Przy uczniach nabieram prędkości - mówi nauczyciele roku

Młody nauczyciel musi być wytrwały. Pozwolić sobie na odrobinę szaleństwa i nie dać się małym zarobkom oraz biurokracji, która opanowała szkoły

Ile godzin tygodniowo Pan pracuje?

Jacek Świerkocki*: Teoretycznie pensum nauczyciela wynosi 18 godzin. W praktyce trzy razy w tygodniu do domu wracam po 16, dwa razy po 18. Lekcje, spotkania z uczniami, kółka - to wszystko zajmuje czas. Dorabiam, ucząc w szkole średniej, a w weekendy w szkole dla dorosłych. W soboty chodzę na kurs zarządzania oświatą, piszę artykuły.

To nie ma Pan zbyt wiele czasu dla rodziny...

- Robię, co mogę. W polskich realiach nauczyciel nie utrzyma rodziny z jednej pensji. W gimnazjum zarabiam ok. 2,5 tys. Gdyby żona nie pracowała, byłoby nam ciężko. Tym bardziej że mamy dwóch synów: Maciek ma osiem lat, a Wojtek - dziesięć miesięcy. Najgorzej było pięć lat temu, kiedy oprócz chemii miałem zacząć uczyć informatyki. Najpierw sam musiałem nauczyć się mnóstwa rzeczy. Teraz też w domu spędzam czas głównie przed komputerem. Żona nie ma ze mną lekko. Na szczęście sama jest nauczycielką.

Co poradziłby Pan młodemu nauczycielowi?

- Żeby był wytrwały. Zwłaszcza gdy doskwierają mu małe zarobki i zderza swą pasję ze szkolną biurokracją. Musi pozwolić sobie na odrobinę szaleństwa i zadbać o swą wiedzę. Trzeba też umieć przekazać ją uczniom.

Jak Pan ją przekazuje?

- Na informatyce można sobie pozwolić na otwartość, kontrolowany luz. Bardzo dużo robimy poza lekcjami: na przerwach, kółkach i coraz więcej przez internet. W sieci sprawdzam im teksty, prezentacje. Dzięki internetowi mamy ze sobą kontakt praktycznie przez cały czas. Zaangażowanie uczniów dodaje mi energii, przy nich nabieram prędkości.

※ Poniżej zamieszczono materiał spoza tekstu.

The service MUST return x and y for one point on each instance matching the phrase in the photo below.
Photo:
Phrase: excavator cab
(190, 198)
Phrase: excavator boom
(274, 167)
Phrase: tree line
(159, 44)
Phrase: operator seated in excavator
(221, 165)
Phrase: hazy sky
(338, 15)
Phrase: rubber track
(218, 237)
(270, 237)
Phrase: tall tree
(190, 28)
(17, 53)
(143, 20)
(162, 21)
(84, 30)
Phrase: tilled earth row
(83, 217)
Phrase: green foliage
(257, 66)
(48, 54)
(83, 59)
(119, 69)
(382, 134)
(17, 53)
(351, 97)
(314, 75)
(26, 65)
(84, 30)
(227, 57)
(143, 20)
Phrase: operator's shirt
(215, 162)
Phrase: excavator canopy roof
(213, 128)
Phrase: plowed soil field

Podchodzą na przerwach, pytają?

- Tak. Niestety, coraz częściej ich przepraszam i proszę, by przyszli na następnej przerwie, bo muszę wypełnić formularz albo napisać jakieś sprawozdanie.

Sprawozdanie?

- Szkoły opanowała papieromania. Wszystko trzeba udokumentować. To ogromna strata czasu, który moglibyśmy poświęcić uczniom. 12 lat temu, gdy zaczynałem pracę, szkoła była lepiej zorganizowana. Młodzież w siódmych i ósmych klasach podstawówki wyciszała się, bo musiała podjąć ważną życiową decyzję i wybrać szkołę średnią. Teraz młodzi ludzie nie czują powagi sytuacji, a do gimnazjum przechodzi się automatycznie. A lekcje w klasach, które liczą ponad 32 osoby, to prawdziwa orka. Horror.

Pana recepta na przetrwanie w szkole?

- Optymizm.

Jacek Świerkocki, nauczyciel chemii, matematyki i informatyki z gimnazjum nr 2 w Żorach został Nauczycielem Roku 2005. Konkurs zorganizowały tygodnik "Głos Nauczycielski" i MEN. Pokonał 60 nauczycieli z całej Polski.